Gantz again calls for center-left unity, says he won’t quit
Blue and White leader Benny Gantz is pressing ahead with his attempts to merge with other centrist parties, a day after his advances were rejected.
In an interview with Channel 13, Gantz says the center-left needs a “critical mass” to remove Prime Minister Benjamin Netanyahu’s Likud from power. He again apologizes to his former ally Yair Lapid for saying he “hates people” and rules out dropping out of the race.
He claims Blue and White, which polls have shown hovering just above the electoral threshold, is “a stable and growing party with a strong base” and says “there’s no reason I would quit” before the March elections.
Sources in Yesh Atid tell the station that Gantz is “engaged in PR stunts.”
“If he really wants to talk about unity, he knows how to call Yair, he has the secret code to his cellphone,” the source says.

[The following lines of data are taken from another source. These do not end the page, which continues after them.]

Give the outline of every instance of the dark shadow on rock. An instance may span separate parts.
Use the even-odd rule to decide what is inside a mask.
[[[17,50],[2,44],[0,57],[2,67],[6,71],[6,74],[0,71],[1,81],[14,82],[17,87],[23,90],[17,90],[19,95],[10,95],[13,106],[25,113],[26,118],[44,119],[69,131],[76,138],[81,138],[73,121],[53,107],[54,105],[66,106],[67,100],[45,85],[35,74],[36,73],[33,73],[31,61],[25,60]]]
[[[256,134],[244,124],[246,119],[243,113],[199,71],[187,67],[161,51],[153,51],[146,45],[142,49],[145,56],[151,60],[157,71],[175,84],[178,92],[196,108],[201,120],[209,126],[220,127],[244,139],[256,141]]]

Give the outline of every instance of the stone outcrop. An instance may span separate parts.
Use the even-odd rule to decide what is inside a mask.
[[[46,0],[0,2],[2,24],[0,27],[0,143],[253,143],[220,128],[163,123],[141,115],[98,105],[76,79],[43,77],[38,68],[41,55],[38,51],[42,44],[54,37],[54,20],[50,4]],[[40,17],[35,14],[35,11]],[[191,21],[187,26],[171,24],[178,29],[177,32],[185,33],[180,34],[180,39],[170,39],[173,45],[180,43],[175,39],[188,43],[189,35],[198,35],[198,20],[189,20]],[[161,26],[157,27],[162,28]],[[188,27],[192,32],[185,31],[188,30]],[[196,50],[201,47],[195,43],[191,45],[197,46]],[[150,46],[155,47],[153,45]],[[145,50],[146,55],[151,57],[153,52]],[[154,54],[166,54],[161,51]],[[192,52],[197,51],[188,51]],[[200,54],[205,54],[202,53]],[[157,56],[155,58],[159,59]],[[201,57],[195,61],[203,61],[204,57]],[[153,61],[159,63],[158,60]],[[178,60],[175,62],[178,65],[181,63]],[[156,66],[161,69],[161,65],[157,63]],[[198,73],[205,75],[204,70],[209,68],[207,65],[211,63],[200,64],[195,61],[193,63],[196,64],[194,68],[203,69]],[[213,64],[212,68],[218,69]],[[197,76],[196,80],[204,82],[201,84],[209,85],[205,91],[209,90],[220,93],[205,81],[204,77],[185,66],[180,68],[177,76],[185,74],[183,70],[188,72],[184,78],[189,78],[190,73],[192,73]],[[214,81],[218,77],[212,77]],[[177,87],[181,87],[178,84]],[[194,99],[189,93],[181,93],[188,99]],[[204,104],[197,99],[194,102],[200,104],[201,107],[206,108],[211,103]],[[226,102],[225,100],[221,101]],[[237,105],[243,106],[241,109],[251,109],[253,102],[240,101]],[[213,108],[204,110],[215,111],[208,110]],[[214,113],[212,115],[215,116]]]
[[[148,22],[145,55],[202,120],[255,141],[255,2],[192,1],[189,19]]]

Gantz, who entered politics two years ago vowing to replace Netanyahu, merged his nascent Israel Resilience party with Yesh Atid to form Blue and White under his leadership, and narrowly failed in three elections to form a coalition without Netanyahu’s Likud. While he campaigned on the promise that he would not serve in a government with Netanyahu so long as the prime minister faces corruption charges, Gantz agreed to do just that in late March, and formed a unity government with Netanyahu in May.
Furious, Yesh Atid and a second minor faction (Moshe Ya’alon’s Telem) broke away from Blue and White and went into the opposition. Blue and White has watched its popularity plummet since, leading to a hemorrhaging of lawmakers who have left the party since elections were called last month.
On Monday, Gantz pleaded for an alliance of all who oppose the premier in order to boot him from office.
He urged Lapid, Ron Huldai (The Israelis), Ya’alon, Avigdor Liberman (Yisrael Beytenu), Nitzan Horowitz (Meretz), Itzik Shmuli (Labor), and Yaron Zelekha (New Economic Party) to come to a meeting in order to “search for and find the way.”
Responding to the Monday announcement, Yesh Atid said it would “make every effort to form alliances that will lead to a sane, liberal government that will change the country.”
Lapid has in the past said he would be open to a possible union with Gantz once more, but only if he himself leads the slate.